The second method of performing a query is language-specific. This allows a user to query the data using many more parameters, which are unique to that langauge. To begin querying an individual language, click on the relevant language name in the left-hand navigation panel on this page.

About the languages

This database includes verbs from twenty different languages, which among them represent all the major branches of the Oto-Manguean phylum. The locations where these languages are spoken are shown on the map below. Each different colour represents a different branch of Oto-Manguean. To see the language names, click the "Menu" icon in the top-left corner of the map.

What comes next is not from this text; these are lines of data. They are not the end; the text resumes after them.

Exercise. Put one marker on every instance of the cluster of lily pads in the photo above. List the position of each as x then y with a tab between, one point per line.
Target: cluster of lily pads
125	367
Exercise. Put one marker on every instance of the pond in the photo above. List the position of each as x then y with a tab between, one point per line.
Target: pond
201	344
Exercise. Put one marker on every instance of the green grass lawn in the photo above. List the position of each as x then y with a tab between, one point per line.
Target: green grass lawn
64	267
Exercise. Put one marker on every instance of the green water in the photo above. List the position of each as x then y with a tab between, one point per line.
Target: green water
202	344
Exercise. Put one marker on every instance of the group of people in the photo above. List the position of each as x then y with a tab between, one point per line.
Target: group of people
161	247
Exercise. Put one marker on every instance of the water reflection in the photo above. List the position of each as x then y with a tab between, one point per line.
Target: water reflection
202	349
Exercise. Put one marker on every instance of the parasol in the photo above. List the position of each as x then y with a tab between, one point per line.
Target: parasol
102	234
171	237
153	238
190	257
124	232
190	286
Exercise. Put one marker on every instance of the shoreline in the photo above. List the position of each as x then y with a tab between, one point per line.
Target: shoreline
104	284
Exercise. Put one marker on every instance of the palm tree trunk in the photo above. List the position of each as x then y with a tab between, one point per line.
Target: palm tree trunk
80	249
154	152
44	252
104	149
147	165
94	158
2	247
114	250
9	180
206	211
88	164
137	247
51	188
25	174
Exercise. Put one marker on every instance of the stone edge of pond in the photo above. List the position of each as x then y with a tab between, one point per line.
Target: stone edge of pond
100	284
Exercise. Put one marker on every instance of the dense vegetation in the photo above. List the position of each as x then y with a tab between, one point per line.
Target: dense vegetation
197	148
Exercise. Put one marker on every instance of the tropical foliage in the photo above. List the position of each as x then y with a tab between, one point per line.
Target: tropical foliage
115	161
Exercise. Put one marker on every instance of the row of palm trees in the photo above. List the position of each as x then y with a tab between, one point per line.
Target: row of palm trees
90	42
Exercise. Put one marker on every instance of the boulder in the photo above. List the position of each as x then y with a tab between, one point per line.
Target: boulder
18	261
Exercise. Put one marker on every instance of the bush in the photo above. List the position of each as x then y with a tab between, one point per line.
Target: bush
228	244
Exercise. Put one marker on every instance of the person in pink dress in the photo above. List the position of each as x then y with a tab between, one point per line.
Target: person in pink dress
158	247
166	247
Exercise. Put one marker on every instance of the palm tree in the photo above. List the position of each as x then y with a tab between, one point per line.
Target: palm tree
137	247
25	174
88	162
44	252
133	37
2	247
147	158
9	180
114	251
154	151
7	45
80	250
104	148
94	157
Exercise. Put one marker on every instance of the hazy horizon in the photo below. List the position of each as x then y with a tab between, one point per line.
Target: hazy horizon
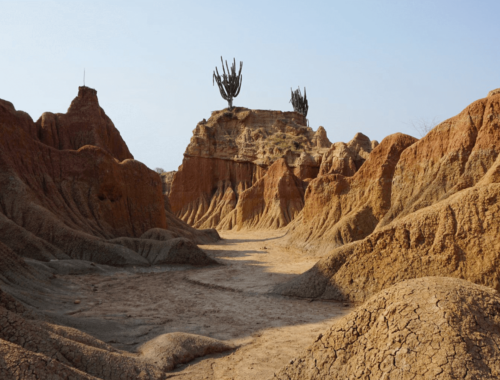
370	68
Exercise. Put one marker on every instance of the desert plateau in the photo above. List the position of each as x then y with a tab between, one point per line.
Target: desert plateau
154	225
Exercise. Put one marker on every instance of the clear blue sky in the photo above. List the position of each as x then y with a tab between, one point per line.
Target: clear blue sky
369	66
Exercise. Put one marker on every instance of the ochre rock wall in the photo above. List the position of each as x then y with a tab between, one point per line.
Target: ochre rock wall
343	208
453	156
455	235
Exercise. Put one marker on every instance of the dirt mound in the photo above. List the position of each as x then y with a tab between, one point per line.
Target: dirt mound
60	203
433	328
231	152
340	209
29	347
169	350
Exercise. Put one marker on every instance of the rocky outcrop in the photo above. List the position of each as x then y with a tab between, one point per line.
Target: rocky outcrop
231	152
454	236
346	159
432	328
340	208
85	123
59	203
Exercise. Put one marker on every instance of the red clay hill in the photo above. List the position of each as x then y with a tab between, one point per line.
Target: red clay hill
71	189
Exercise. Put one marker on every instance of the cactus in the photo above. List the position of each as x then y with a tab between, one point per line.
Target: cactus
230	83
299	102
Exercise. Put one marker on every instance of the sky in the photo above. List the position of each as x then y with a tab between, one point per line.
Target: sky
376	67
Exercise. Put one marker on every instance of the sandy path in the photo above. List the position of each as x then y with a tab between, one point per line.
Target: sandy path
229	302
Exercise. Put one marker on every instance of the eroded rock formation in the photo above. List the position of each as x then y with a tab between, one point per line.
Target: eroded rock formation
428	328
233	151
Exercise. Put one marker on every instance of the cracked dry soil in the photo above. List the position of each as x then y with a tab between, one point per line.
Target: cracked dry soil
228	302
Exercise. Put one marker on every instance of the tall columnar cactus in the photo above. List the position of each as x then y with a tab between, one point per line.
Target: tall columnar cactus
299	102
230	83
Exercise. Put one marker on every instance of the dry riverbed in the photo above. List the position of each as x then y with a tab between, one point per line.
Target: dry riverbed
228	302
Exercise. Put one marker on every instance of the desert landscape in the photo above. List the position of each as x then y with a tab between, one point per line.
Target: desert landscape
264	190
270	253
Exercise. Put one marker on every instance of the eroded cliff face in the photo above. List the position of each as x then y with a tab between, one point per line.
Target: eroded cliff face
230	153
62	198
443	217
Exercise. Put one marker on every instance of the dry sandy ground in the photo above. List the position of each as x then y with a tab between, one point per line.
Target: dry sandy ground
229	302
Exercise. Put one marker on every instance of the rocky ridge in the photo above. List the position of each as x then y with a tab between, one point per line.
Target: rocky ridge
62	198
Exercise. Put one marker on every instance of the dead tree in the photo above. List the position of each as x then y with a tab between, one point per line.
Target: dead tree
299	102
230	83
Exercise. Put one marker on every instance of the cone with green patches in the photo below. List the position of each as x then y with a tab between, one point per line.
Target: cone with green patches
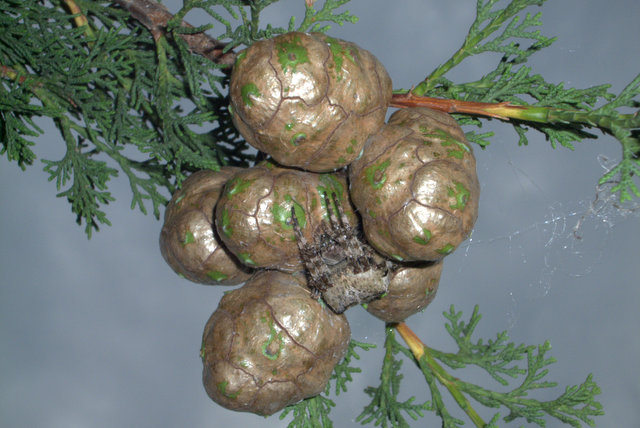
269	345
308	100
189	242
411	289
416	186
253	216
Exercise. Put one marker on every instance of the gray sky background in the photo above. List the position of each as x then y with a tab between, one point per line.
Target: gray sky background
101	333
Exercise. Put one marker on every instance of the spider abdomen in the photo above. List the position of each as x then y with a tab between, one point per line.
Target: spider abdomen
349	288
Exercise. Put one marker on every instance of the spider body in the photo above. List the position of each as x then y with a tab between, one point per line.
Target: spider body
341	267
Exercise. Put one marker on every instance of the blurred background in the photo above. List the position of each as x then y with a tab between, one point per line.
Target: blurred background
102	333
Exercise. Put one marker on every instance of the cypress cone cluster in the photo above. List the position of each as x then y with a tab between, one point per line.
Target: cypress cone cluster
316	105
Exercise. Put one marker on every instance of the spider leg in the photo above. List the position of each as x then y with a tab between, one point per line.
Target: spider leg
347	238
317	272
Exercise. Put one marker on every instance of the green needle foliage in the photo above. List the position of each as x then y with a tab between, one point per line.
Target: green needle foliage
314	412
385	410
132	94
563	115
502	360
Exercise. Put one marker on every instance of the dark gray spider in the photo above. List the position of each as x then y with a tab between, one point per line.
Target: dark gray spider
339	265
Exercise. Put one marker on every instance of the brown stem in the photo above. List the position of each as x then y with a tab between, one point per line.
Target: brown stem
495	110
155	16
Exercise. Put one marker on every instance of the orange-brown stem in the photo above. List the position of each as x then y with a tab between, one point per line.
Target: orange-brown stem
155	17
496	110
80	20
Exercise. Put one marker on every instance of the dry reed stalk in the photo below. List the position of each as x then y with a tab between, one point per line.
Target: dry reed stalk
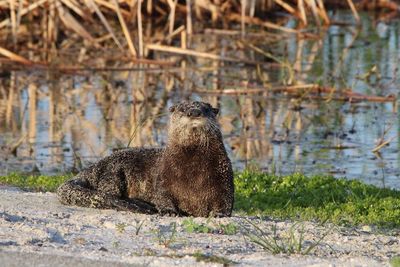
322	12
110	5
172	5
13	21
345	95
354	10
189	25
14	57
149	7
20	6
382	144
183	40
252	10
243	15
125	30
302	11
313	7
286	6
74	6
32	93
256	21
176	32
11	96
70	22
91	4
24	11
51	24
140	28
188	52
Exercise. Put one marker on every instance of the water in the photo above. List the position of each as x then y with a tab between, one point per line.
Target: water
58	122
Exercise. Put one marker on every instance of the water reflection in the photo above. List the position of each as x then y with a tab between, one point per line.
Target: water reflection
60	122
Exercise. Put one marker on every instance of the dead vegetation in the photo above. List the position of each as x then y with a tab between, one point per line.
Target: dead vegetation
36	33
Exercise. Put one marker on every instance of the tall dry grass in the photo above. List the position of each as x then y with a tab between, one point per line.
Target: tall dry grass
123	25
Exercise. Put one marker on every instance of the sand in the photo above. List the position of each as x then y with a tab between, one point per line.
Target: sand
36	230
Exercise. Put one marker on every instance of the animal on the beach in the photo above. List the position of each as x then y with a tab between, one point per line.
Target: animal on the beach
191	176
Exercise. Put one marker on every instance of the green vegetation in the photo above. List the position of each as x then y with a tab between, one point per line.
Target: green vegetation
298	197
291	242
166	236
322	198
395	262
35	182
201	257
190	226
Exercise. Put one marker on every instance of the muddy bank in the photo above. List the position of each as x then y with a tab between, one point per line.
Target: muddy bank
36	229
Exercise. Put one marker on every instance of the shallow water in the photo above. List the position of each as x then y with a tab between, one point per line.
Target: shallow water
59	122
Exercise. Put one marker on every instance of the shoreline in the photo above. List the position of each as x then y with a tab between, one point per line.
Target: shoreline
36	227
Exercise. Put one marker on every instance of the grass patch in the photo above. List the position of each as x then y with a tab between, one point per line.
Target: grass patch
190	226
46	183
201	257
290	242
322	198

Much more detailed information about the verbal inflection of each language, including information pertaining to inflectional classes, can be found on each language's search page within the database. Alternatively, this information can be accessed below.

How to cite

This database would not exist were it not for the invaluable support of our many collaborators. It is important for us that both our collaborators and the authors of published data we have used receive the credit they are due. In order to facilitate this, each language search page includes information about how to cite the data.

Should you need to cite the database as a whole entity, the relevant details are:

Feist, Timothy & Enrique L. Palancar. 2015. Oto-Manguean Inflectional Class Database. University of Surrey. http://dx.doi.org/10.15126/SMG.28/1

Exporting data

Search results can be downloaded in CSV format, by clicking on the ‘Export to CSV’ button at the top of the search results. When downloading data, please note the following:

  • The CSV file will only contain data relating to the search results. If you wish to download the full dataset for a given language, please ensure no filters have been applied.
  • Data downloaded from the ‘All languages’ search page will only contain the fields common to all languages (e.g. English gloss, Spanish gloss, transitivity). If you wish to download the full data associated with verbal entries, it is necessary to do this on a language by language basis.
  • There is a known issue with opening downloaded CSV files in Microsoft Excel on a Mac, whereby non-standard characters are rendered incorrectly. Although far from ideal, this can be resolved by taking the following steps:
    1. Open the CSV file in a text editor.
    2. Select all the text (Cmd+A) and copy it (Cmd+C).
    3. Open a new Excel worksheet and click in cell A1.
    4. Paste the data (Cmd+V) into the spreadsheet. (At this stage, each entry will appear in a single cell).
    5. From the menu bar, navigate to Data > Text to columns...
    6. In the dialogue box which appears, select ‘Delimited’ and click Next...
    7. In the list of Delimiters which appears, ensure that only ‘Comma’ is selected, then click Finish


This database provides details pertinent to inflectional classes and is not intended as a source of semantic data. While a Spanish and English gloss is provided for all entries in the database, we are unable to guarantee the reliability of these glosses. For the majority of languages, the gloss provided in the source data is in Spanish and, often, several meanings are provided. It was impractical to represent all of these in the database and therefore only one meaning was retained. The English glosses were added to the database at a later stage, based solely on the Spanish glosses; for the vast majority of verbs this should does not pose a problem, but there will, inevitably, be verbs for which the English gloss is incorrect, in particular in cases of homophony (e.g. Spa: 'saber' may be translated as 'know', when in fact the correct meaning is 'taste').